Space Stage: ongoing

Prologue



It was a time of unprecedented unity for the interplanetary coalition called Trust. Headlines across the galaxy made known the joys of new found prosperity and peace. Meanwhile, articles buried on page sixty whispered of disappearances and a traitorous influence. Buria was the seventeenth planet to join Trust. From space it glowed like a tiger's eye gemstone suspended in a soft black matrix. Within its atmosphere the planet sweltered 36 hours a day. At one time, Buria had been lush with plant life. In a few short decades it had been stripped of 80 percent of its greenery. The burning nature of the planet seemed to seep into the blood of the people.

For centuries the Murodeans had wandered Buria's sandy plains. They preferred to travel at night, their red eyes beaming like distant stars. During their endless skirmishes with the cold blooded, reptilian Squamatians, their eyes seemed to reflect the metallic tint of the blood spilled on the grainy terrain. Entrance into Trust had ended a decade long war. Headlines trumpeted another success of Trust. History books would report that they were headed to destroy each other until Trust unified them and brought peace as it had done for sixteen planets before.

Most Burian citizens had been appeased by the money offered to new members of the Coalition rather than any sense of interplanetary solidarity. The contract led to an influx of intelligent life previously unknown on the planet. The Burians and the immigrants knew little about each other and few tried to learn more. The same year Trust instituted Space Stage as the greatest competition of physical and mental fitness in combination with interplanetary festivities ever known. Each game was hosted by a different planet and broadcast live across all planets. It was a brilliantly successful gambit leveraging the competitiveness and pride of the individual planets to compel camaraderie and loyalty to Trust through sensational shared experiences.

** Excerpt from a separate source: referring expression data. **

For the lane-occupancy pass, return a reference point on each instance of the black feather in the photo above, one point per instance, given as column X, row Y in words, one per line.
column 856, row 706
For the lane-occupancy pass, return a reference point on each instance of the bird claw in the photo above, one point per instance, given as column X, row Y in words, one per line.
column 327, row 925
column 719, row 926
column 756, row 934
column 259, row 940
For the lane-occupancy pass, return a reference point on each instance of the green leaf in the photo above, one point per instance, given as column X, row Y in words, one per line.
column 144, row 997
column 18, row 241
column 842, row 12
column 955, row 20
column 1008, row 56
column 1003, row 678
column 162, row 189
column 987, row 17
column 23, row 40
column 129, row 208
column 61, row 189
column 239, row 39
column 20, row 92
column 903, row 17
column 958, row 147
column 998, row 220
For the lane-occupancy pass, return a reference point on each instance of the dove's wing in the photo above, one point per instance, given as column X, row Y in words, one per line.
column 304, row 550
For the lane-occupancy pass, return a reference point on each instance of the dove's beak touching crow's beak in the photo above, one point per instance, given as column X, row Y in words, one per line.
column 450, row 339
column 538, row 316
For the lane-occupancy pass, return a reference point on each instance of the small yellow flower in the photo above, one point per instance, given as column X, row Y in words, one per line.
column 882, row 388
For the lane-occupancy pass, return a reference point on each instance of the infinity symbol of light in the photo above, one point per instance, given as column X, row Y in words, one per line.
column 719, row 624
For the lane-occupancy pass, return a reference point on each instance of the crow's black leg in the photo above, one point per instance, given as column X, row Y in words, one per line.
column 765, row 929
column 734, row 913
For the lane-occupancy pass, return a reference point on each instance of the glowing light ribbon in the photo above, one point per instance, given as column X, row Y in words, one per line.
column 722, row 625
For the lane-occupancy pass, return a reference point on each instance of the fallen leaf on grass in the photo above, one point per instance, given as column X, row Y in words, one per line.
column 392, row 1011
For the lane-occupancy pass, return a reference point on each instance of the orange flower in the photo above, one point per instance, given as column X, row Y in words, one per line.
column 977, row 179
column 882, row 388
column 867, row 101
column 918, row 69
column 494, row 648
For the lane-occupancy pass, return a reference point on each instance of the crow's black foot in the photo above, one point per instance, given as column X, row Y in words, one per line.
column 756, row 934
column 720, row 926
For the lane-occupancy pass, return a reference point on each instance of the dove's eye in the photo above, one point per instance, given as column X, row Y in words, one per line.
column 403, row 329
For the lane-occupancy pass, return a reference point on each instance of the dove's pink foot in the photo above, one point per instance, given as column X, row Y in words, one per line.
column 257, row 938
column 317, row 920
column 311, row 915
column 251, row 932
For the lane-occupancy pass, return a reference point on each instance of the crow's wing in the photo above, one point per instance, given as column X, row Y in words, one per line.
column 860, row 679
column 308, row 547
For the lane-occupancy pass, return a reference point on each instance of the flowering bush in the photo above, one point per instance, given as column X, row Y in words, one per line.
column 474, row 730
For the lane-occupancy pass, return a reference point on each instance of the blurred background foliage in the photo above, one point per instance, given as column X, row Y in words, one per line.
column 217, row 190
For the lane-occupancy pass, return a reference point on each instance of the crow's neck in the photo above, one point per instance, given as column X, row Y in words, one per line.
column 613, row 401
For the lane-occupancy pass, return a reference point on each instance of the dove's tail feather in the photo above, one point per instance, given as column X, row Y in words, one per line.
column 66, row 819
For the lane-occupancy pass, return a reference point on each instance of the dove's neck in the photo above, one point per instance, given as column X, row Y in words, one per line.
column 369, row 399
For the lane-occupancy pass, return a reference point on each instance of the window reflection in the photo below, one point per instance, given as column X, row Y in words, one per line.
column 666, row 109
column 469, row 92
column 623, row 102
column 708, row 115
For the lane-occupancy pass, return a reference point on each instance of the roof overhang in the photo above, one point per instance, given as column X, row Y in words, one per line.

Even as Trust struggled to educate the members of their association with interplanetary broadcasts, they were undermined from within. The ones most responsible for Trust were too noble minded to believe in any deceit on the part of their fellow civil servants. Yet, on most planets unity with Trust was little more than a contractual agreement. In most nations, unease, distrust and fear of the minority was common. Especially as the minority groups became an ever more diverse and large population due to Trust's support. Older member nations that were more established in the coalition had waves of intolerance that had to be periodically corrected. Planets that were new to Trust were generally the most ignorant of foreign beings and also suffered waves of hostility toward immigrants. New member planets were strongly encouraged to grant citizenship to immigrating members.

It was Buria's designation as the newest to join Trust that made traveling to it the easiest. Its ignorance of foreign beings made it easier for a young couple, forbidden by the code of their respective nations to marry, to believe they could start a family. On Buria the glittering gray skinned young man and his striking young partner; a female completely covered in fine, dark silken hair with piercing large brown eyes and feline tail, received strange looks. However, these looks had to do with curiosity about the appearance of life forms they had never seen before rather than disapproval. Small communities mostly of Aq'minians, Perans and Laxodonians developed, but these two were the only ones of their kind to settle on Buria.

Unexpectedly, the birth of the couple's first child (the type of child the code of their societies forbade) gave them their one chance to return home. They had assumed they would return with their daughter. Nevertheless, in a galaxy complex enough to house Trust determined for total galactic unity and ancient isolated worlds systematically resistant to change, life happens rapidly and unexpectedly like the growth of a child. That was nearly twenty years ago.